Chi era Jiang Zemin: l’uomo che ha ordinato di distruggere 100 milioni di persone

Di Frank Fang

Jiang Zemin, che è stato il massimo leader del regime comunista dal 1989 al 2002, è morto a causa di una leucemia e di un’insufficienza multipla degli organi il 30 novembre a Shanghai.

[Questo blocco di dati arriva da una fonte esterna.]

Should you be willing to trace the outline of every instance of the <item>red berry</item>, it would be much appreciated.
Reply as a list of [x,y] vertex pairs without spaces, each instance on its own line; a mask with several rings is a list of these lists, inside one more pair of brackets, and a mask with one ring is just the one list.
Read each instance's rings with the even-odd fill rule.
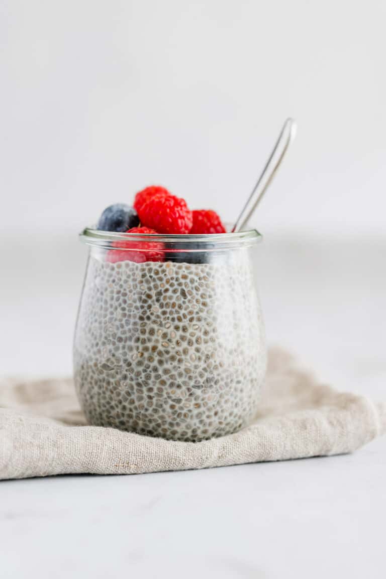
[[[127,233],[157,233],[153,229],[147,227],[133,227],[128,229]],[[114,241],[114,247],[119,249],[109,250],[107,252],[106,261],[111,263],[118,261],[134,261],[143,263],[145,261],[163,261],[163,244],[155,241]]]
[[189,233],[192,228],[192,211],[183,199],[175,195],[150,197],[137,211],[142,225],[160,233]]
[[138,212],[138,207],[141,207],[144,203],[154,195],[170,195],[170,193],[164,187],[160,185],[153,185],[150,187],[143,189],[142,191],[138,191],[134,197],[134,207]]
[[193,213],[191,233],[226,233],[226,229],[215,211],[211,209],[200,209]]

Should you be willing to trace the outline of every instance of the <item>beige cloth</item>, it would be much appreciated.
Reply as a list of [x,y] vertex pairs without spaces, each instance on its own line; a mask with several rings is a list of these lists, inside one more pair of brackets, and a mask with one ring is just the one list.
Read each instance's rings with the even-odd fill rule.
[[386,430],[386,405],[336,392],[270,353],[258,416],[236,434],[177,442],[85,426],[70,379],[0,381],[0,479],[205,468],[351,452]]

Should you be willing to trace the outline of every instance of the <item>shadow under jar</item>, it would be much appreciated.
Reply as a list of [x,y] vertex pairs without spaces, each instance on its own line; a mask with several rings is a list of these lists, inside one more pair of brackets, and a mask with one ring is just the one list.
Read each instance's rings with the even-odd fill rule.
[[190,441],[247,424],[266,362],[258,232],[81,237],[90,251],[73,365],[89,422]]

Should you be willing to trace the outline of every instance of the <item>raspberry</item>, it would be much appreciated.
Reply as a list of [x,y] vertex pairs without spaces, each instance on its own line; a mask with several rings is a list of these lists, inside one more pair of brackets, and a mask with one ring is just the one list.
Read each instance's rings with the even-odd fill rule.
[[192,211],[186,201],[175,195],[154,195],[138,207],[141,223],[160,233],[189,233]]
[[226,233],[226,229],[215,211],[200,209],[192,211],[193,226],[191,233]]
[[[156,233],[157,232],[147,227],[133,227],[128,229],[126,233]],[[145,261],[164,261],[162,243],[154,241],[114,241],[113,246],[119,249],[109,250],[107,252],[106,261],[111,263],[116,263],[118,261],[134,261],[137,263],[143,263]]]
[[170,193],[164,187],[160,185],[153,185],[150,187],[143,189],[142,191],[138,191],[134,197],[134,207],[136,211],[138,211],[138,207],[141,207],[144,203],[154,195],[170,195]]

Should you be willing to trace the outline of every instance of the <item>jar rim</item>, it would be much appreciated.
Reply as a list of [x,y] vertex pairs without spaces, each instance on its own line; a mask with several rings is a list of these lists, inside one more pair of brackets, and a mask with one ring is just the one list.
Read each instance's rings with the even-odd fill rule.
[[[101,231],[93,227],[86,227],[79,234],[81,241],[89,245],[99,247],[119,247],[119,242],[130,241],[135,244],[146,243],[163,243],[176,250],[186,248],[192,244],[192,251],[207,251],[210,244],[212,250],[233,248],[255,245],[262,239],[262,236],[257,229],[248,229],[237,233],[209,233],[169,234],[160,233],[127,233],[117,232]],[[124,247],[124,245],[123,245]]]

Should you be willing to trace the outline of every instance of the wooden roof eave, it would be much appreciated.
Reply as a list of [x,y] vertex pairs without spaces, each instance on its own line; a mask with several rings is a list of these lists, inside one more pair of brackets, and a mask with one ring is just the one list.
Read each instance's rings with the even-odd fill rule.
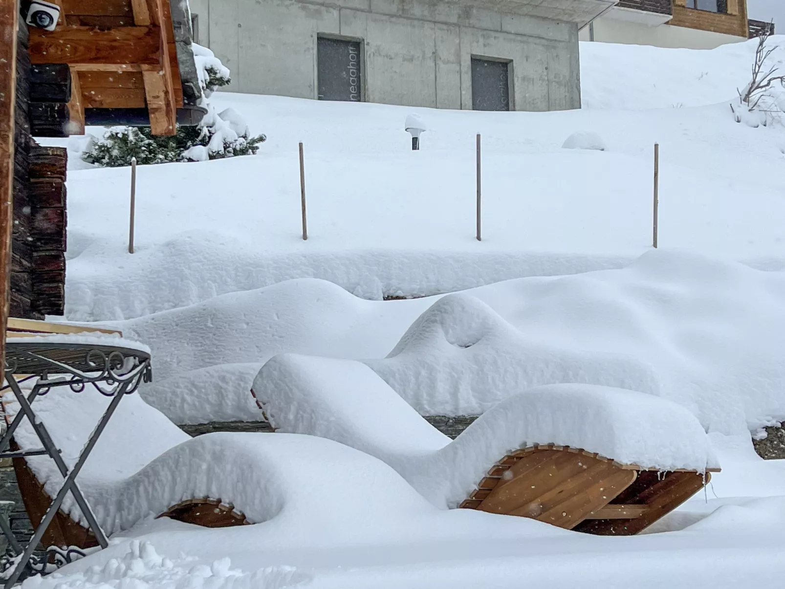
[[86,124],[149,125],[154,134],[170,135],[177,123],[201,120],[186,4],[56,2],[63,17],[55,31],[30,30],[31,60],[68,65],[71,134]]

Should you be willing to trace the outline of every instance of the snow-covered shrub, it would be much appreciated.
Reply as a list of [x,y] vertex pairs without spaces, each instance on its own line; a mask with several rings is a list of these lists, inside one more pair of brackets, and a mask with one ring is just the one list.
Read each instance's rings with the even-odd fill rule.
[[780,68],[772,64],[772,55],[780,49],[767,43],[772,35],[769,27],[758,39],[752,79],[742,90],[739,99],[731,103],[736,123],[751,127],[765,126],[772,119],[780,119],[785,112],[785,75],[777,75]]
[[177,126],[177,134],[153,135],[150,127],[110,127],[102,138],[93,137],[82,158],[105,167],[129,166],[132,158],[140,164],[206,161],[255,154],[265,135],[250,136],[242,115],[233,108],[218,112],[210,102],[216,88],[232,82],[229,70],[213,52],[192,45],[194,60],[203,97],[199,106],[207,109],[196,126]]
[[608,145],[596,133],[579,131],[573,133],[561,146],[564,149],[596,149],[600,152],[608,150]]

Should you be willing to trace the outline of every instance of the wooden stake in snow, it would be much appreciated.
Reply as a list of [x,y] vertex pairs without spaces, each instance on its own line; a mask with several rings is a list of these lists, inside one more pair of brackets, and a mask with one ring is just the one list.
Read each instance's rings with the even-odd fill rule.
[[657,229],[659,222],[659,144],[654,144],[654,232],[652,244],[657,247]]
[[480,206],[482,199],[482,180],[481,180],[481,166],[480,160],[480,134],[477,134],[477,241],[482,241],[482,207]]
[[133,217],[137,208],[137,159],[131,158],[131,218],[128,229],[128,253],[133,253]]
[[305,218],[305,160],[300,144],[300,201],[302,207],[302,240],[308,240],[308,221]]

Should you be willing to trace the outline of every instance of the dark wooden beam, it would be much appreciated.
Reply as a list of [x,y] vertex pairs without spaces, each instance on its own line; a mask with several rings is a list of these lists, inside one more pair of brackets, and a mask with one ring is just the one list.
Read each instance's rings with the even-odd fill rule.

La sua eredità è quella di uno dei peggiori violatori dei diritti umani della storia, responsabile di innumerevoli morti per il suo ruolo principale nel lanciare la persecuzione contro il Falun Gong nel 1999.

L’ascesa politica

Jiang è nato il 17 agosto 1926 a Yangzhou, nella provincia costiera orientale di Jiangsu, una regione a nord-ovest del centro finanziario di Shanghai.

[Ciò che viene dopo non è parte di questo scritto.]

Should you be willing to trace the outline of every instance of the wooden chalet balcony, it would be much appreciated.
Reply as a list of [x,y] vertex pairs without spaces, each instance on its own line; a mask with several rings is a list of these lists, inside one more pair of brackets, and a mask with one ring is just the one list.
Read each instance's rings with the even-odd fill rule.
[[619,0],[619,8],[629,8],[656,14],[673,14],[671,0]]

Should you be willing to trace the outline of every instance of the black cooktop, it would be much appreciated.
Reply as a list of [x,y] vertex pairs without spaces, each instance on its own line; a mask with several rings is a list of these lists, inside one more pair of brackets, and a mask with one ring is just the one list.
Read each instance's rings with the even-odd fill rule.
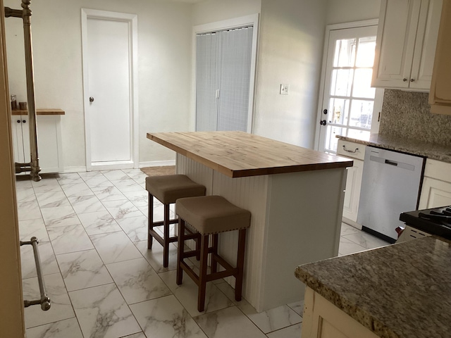
[[451,206],[402,213],[400,220],[419,230],[451,239]]

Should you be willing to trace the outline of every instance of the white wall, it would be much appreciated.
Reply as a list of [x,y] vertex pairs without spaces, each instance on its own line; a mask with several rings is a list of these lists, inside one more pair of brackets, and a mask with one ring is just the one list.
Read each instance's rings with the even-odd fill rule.
[[379,17],[381,0],[328,0],[327,25]]
[[326,2],[262,0],[255,134],[313,147]]
[[[5,6],[20,8],[20,1],[7,0]],[[147,139],[147,132],[186,130],[189,125],[192,6],[154,0],[32,3],[37,108],[66,111],[65,168],[85,165],[81,8],[138,15],[140,161],[149,162],[175,156]],[[11,92],[26,101],[20,20],[8,19],[6,32]]]

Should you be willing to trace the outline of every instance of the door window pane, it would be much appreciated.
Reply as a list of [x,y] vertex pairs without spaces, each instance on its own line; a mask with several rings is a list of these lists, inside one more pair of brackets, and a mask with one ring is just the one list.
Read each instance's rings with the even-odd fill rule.
[[357,67],[373,67],[375,49],[376,37],[359,39],[359,50],[357,51],[355,65]]
[[346,128],[328,125],[327,134],[326,136],[326,151],[337,152],[337,143],[338,142],[338,139],[336,137],[337,135],[346,135]]
[[346,125],[350,108],[350,100],[330,99],[328,121],[331,123]]
[[351,103],[351,118],[350,126],[362,128],[371,127],[373,118],[373,101],[352,100]]
[[334,69],[332,70],[330,95],[349,96],[351,95],[353,69]]
[[371,76],[373,70],[369,68],[356,69],[354,77],[352,96],[354,97],[364,97],[374,99],[376,88],[371,88]]
[[355,39],[337,40],[333,57],[334,67],[353,67],[355,61]]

Secondo quanto lui stesso sosteneva, fu adottato all’età di 13 anni dallo zio, un’icona comunista uccisa mentre combatteva contro l’esercito giapponese durante la Seconda guerra mondiale. Sebbene gli storici rimangano scettici su tali affermazioni di Jiang, è chiaro che egli abbia cercato di prendere le distanze dal padre, Jiang Shijun, che era stato ministro del governo fantoccio sotto l’occupazione giapponese negli anni ’40, una posizione considerata traditrice.

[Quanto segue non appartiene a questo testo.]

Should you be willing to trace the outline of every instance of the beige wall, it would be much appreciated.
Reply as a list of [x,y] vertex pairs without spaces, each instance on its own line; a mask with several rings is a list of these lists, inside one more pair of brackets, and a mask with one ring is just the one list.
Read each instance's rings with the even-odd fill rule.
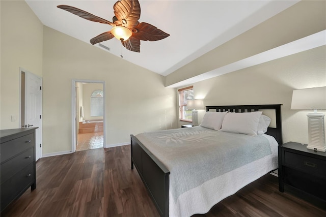
[[[19,67],[43,77],[43,154],[71,149],[72,79],[105,82],[107,145],[128,142],[130,134],[179,127],[177,93],[165,87],[164,77],[43,26],[24,1],[0,4],[2,129],[19,127],[10,115],[19,117]],[[319,14],[314,10],[305,16]],[[290,109],[292,91],[326,85],[325,51],[323,46],[195,83],[195,97],[205,105],[283,104],[284,141],[307,143],[307,112]],[[196,61],[194,69],[201,69]],[[177,72],[181,77],[193,74],[184,69]]]
[[[326,46],[195,83],[193,85],[195,98],[204,99],[205,106],[283,104],[283,142],[307,143],[307,114],[311,111],[291,110],[292,93],[293,89],[326,86]],[[326,113],[325,110],[320,111]],[[205,112],[199,111],[199,123]]]
[[99,83],[88,83],[83,84],[83,106],[84,120],[103,119],[102,116],[91,116],[91,95],[95,90],[103,90],[103,84]]
[[[19,127],[19,68],[42,77],[43,24],[24,1],[0,1],[0,129]],[[16,118],[11,121],[11,115]]]
[[43,32],[44,153],[71,149],[73,79],[105,82],[106,145],[177,127],[175,89],[165,87],[164,77],[49,27]]

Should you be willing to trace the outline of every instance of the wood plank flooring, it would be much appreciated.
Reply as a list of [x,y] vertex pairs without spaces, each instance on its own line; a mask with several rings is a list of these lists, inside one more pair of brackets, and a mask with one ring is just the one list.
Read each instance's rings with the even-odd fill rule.
[[[158,216],[135,169],[130,146],[98,148],[40,159],[36,189],[28,190],[6,216]],[[326,210],[278,191],[267,174],[199,216],[325,216]]]

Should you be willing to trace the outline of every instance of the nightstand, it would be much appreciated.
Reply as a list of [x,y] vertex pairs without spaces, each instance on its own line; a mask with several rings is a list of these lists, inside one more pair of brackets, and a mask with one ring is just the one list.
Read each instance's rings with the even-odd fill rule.
[[191,128],[192,127],[193,127],[193,126],[192,125],[181,125],[181,128]]
[[326,152],[289,142],[279,146],[279,183],[311,203],[326,208]]

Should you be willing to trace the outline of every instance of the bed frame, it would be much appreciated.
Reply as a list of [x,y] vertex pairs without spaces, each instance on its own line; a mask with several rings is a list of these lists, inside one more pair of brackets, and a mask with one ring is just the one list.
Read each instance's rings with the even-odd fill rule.
[[[251,105],[243,106],[206,106],[206,111],[216,112],[251,112],[259,110],[275,111],[276,128],[268,128],[266,134],[275,138],[279,145],[282,144],[281,106],[277,105]],[[131,137],[131,169],[136,167],[141,178],[161,216],[169,216],[169,175],[170,172],[133,135]]]

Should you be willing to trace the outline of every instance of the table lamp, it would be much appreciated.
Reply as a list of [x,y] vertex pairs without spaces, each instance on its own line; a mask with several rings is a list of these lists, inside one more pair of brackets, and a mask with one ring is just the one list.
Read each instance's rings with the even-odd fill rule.
[[198,126],[198,113],[196,109],[204,108],[204,103],[201,100],[192,100],[187,101],[187,109],[193,109],[193,127]]
[[309,142],[307,148],[326,151],[324,116],[317,109],[326,109],[326,87],[294,90],[291,109],[314,110],[307,114]]

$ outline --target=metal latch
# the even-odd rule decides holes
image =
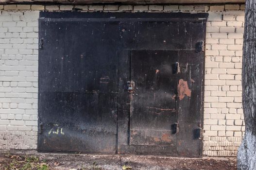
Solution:
[[[128,91],[129,92],[132,92],[135,89],[135,83],[133,81],[128,81],[127,84]]]
[[[179,126],[178,123],[175,123],[172,125],[172,134],[177,134],[179,133]]]

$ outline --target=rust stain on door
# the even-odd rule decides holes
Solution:
[[[179,80],[178,93],[180,101],[183,99],[185,97],[185,95],[188,97],[191,96],[191,90],[188,88],[187,81],[185,81],[183,79]]]

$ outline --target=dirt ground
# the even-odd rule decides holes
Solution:
[[[236,170],[235,157],[175,158],[133,155],[0,153],[0,170]]]

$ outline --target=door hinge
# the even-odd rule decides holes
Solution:
[[[196,44],[196,52],[199,52],[205,51],[205,41],[200,41]]]
[[[43,40],[44,40],[44,38],[42,38],[39,39],[39,49],[43,49]]]
[[[178,123],[175,123],[172,125],[172,134],[177,134],[179,133],[179,126]]]
[[[43,128],[43,124],[42,124],[41,123],[39,124],[39,127],[38,127],[38,133],[39,134],[42,134],[42,128]]]

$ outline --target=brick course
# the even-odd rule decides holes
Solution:
[[[241,73],[244,5],[0,5],[0,149],[36,149],[39,12],[209,13],[203,154],[235,156],[244,131]]]

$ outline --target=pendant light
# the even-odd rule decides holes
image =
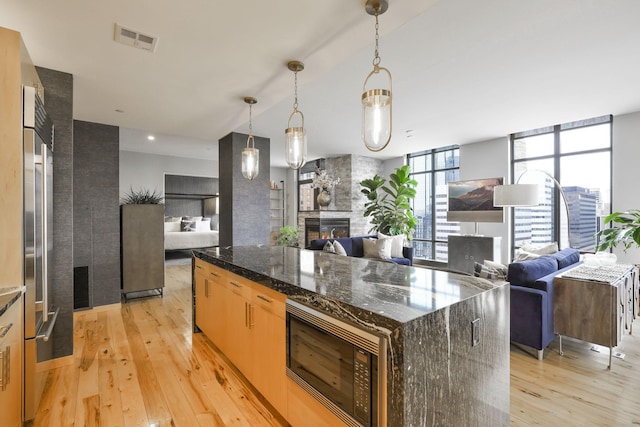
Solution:
[[[260,172],[260,150],[256,148],[253,139],[251,107],[258,101],[255,98],[247,96],[244,98],[244,102],[249,104],[249,136],[247,137],[247,146],[242,149],[242,176],[249,181],[253,181],[253,179],[258,176],[258,172]]]
[[[387,0],[367,0],[365,10],[376,17],[376,49],[373,57],[373,70],[369,73],[362,87],[362,139],[371,151],[384,149],[391,140],[391,73],[380,66],[378,55],[378,15],[389,8]],[[372,76],[384,74],[388,78],[387,89],[367,89],[367,82]],[[382,85],[381,85],[382,86]]]
[[[307,132],[304,129],[304,115],[298,110],[298,71],[304,70],[304,64],[300,61],[289,61],[287,68],[294,75],[294,101],[293,112],[289,116],[285,134],[285,156],[291,169],[300,169],[307,161]],[[300,116],[300,127],[291,125],[292,120]]]

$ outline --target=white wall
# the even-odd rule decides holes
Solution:
[[[218,178],[218,162],[121,150],[120,197],[131,188],[157,190],[164,196],[166,173]]]
[[[382,167],[384,168],[384,172],[382,173],[382,177],[389,180],[389,175],[394,173],[396,169],[401,168],[405,164],[405,157],[394,157],[393,159],[387,159],[382,162]],[[373,176],[371,177],[373,178]]]
[[[460,180],[503,177],[505,183],[509,183],[509,168],[509,138],[507,137],[460,146]],[[510,218],[511,213],[507,210],[503,223],[478,223],[479,234],[502,237],[503,263],[507,263],[511,256]],[[474,234],[475,223],[461,222],[460,232]]]
[[[638,190],[640,159],[640,112],[614,116],[613,118],[613,206],[611,211],[640,209]],[[640,263],[640,249],[625,253],[615,249],[618,262]]]

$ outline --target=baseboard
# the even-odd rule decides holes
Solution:
[[[38,362],[36,364],[36,372],[50,371],[52,369],[60,368],[62,366],[73,365],[74,356],[58,357],[57,359],[45,360],[44,362]]]

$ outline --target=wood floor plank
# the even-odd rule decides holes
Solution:
[[[98,313],[97,326],[99,422],[106,426],[121,427],[124,419],[108,312]]]
[[[144,344],[145,338],[140,334],[131,305],[122,307],[122,320],[127,332],[129,347],[133,356],[133,363],[138,373],[138,383],[142,391],[142,399],[147,410],[149,424],[171,425],[171,412],[161,390],[160,384],[151,364],[149,354]],[[149,339],[149,338],[146,338]]]
[[[107,314],[116,359],[115,381],[121,396],[123,423],[126,427],[147,426],[149,419],[142,399],[138,371],[133,362],[129,340],[124,330],[122,315],[120,310],[109,311]]]

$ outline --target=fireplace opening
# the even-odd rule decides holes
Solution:
[[[315,239],[349,237],[349,218],[306,218],[304,221],[305,247]]]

Secondo la sua biografia pubblicata sul People’s Daily, organo di informazione del Partito Comunista Cinese (Pcc), Jiang si è unito al Partito nel 1946 mentre studiava all’Università Jiaotong di Shanghai.

Sempre secondo il People’s Daily, nel 1956 Jiang ha vissuto in Russia, lavorando come apprendista presso la Stalin Automobile Works. Tuttavia, si è ipotizzato che Jiang sia entrato a far parte dell’Ufficio dell’Estremo Oriente del Kgb mentre riceveva un addestramento a Mosca.

Nel 1985 è diventato sindaco di Shanghai e vicesegretario del Comitato del Partito Comunista di Shanghai e nel 1987 è entrato a far parte dell’Ufficio politico del Comitato centrale.

Jiang è salito al potere nel 1989, poco dopo che l’allora leader del partito Deng Xiaoping aveva inviato carri armati e truppe per schiacciare i manifestanti studenteschi pro-democrazia riuniti in Piazza Tienanmen a Pechino.

Solo poche settimane dopo l’omicidio di massa, Jiang fu promosso segretario generale del Partito, il leader del regime, sostituendo Zhao Ziyang, che era solidale con gli studenti dimostranti.

Molti ritengono che Jiang, promosso bruscamente mentre stava per andare in pensione come capo del partito di Shanghai, abbia tratto i maggiori benefici dall’azione militare nel centro politico del Paese, che si stima abbia ucciso migliaia di manifestanti disarmati.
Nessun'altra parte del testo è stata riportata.